Agencies slam AB InBev’s 'despicable pitch practices'


By Natalie Mortimer, N/A

March 19, 2015 | 3 min read

The Marketing Agencies Association (the MAA) has called for an agency strike on drinks giant AB InBev over its alleged “despicable pitch practices”.

The trade body has called the strike after it was alerted to an e-auction in a recent AB InBev pitch that made a number of exploitative demands, including asking agencies the lowest they would go on their rate card and how many hours’ work the agencies would effectively give free to AB InBev, out of the total scope of work.

The MAA, led by managing director Scott Knox, has urged all agencies currently working with AB InBev to go on strike and unite, in the hope that it will pressure the drinks giant to overhaul its pitch practices and treatment of agency suppliers.

The proposed strike would take place from next month (7 April), which gives the brewer two weeks to respond to the agency sector and drop these outrageous business terms.

“The MAA takes bad pitch practice and exploitative payment terms extremely seriously," said Knox. "AB InBev is behaving disgracefully, forcing agencies to provide them with discounts and financial sweetners across every possible work stream.

“The only way we can prevent this exploitative practice gaining ground is to rise up together as an industry and refuse to be bullied into devaluing our creative and strategic output.

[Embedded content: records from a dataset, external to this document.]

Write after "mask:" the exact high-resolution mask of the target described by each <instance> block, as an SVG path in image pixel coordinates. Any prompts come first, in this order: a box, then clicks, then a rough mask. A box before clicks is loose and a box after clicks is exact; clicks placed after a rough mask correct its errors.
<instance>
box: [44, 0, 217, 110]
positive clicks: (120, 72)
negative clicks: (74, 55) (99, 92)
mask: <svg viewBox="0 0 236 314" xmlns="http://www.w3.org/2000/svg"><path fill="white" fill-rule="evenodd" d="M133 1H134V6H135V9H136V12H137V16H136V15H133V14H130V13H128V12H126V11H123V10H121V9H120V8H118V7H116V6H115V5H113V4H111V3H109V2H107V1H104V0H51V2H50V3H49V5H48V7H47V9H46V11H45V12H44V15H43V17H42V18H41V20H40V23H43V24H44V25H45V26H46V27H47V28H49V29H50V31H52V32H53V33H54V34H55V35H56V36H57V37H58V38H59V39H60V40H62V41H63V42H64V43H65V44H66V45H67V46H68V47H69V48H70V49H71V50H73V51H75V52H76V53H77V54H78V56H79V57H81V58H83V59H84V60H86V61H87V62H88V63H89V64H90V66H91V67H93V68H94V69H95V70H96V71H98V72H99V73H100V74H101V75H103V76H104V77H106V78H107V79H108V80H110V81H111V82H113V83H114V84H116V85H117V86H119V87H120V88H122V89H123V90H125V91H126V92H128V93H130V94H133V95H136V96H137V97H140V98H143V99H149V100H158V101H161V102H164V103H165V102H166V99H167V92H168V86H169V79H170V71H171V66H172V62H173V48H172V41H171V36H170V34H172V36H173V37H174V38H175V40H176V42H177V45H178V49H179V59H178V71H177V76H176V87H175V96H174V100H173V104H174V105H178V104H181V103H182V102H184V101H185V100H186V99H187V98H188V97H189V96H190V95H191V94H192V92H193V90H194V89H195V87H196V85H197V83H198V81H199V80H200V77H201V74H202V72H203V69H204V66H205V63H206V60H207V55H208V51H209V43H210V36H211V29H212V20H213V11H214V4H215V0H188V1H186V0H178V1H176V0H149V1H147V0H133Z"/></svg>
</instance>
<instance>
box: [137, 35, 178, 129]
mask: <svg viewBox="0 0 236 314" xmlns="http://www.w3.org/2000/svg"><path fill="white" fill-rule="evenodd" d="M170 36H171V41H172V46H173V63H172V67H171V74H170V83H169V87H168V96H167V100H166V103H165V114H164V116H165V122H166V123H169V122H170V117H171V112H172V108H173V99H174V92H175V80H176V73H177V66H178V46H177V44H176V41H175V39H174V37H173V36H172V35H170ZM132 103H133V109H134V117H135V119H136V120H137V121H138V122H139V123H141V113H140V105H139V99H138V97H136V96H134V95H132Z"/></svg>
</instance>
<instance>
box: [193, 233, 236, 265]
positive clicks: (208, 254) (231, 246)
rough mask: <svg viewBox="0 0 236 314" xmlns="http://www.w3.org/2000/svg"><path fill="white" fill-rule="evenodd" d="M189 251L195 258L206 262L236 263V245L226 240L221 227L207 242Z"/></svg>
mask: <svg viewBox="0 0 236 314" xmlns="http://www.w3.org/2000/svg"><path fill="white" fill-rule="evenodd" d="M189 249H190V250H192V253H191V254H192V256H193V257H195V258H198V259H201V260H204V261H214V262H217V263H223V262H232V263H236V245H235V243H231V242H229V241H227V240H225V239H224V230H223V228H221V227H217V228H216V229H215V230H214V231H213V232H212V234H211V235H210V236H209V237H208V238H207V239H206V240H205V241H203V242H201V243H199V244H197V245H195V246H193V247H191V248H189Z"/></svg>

As a result the MAA calls on all those who currently work with AB InBev to ‘strike’ together and make our collective voice heard loud and clear”.

It is not the first time the brand has been outed for alleged mistreatment of its agency partners. The drinks giant, whose brands include Budweiser, Stella Artois and Beck's, has also reportedly asked how much more of a rebate agencies would be prepared to give back, over a minimum 5 per cent rebate that AB InBev stipulates. AB InBev is understood to have described this rebate as contributing to its CSR programme “Better World”.

Earlier this year, it was accused by the Government and the business industry for demanding what they deemed excessive long payment terms from agencies and small UK suppliers. Sources close to the brewer confirmed the allegations to The Drum but claimed they have no other alternative but to suffer the conditions for fear of losing the accounts.

Formed from the mergers between Anheuser Busch, Interbrew and Ambev, AB InBev made a global profit of £11.7bn last year.

Ab Inbev had not responded to a request for comment from The Drum at the time this article was published.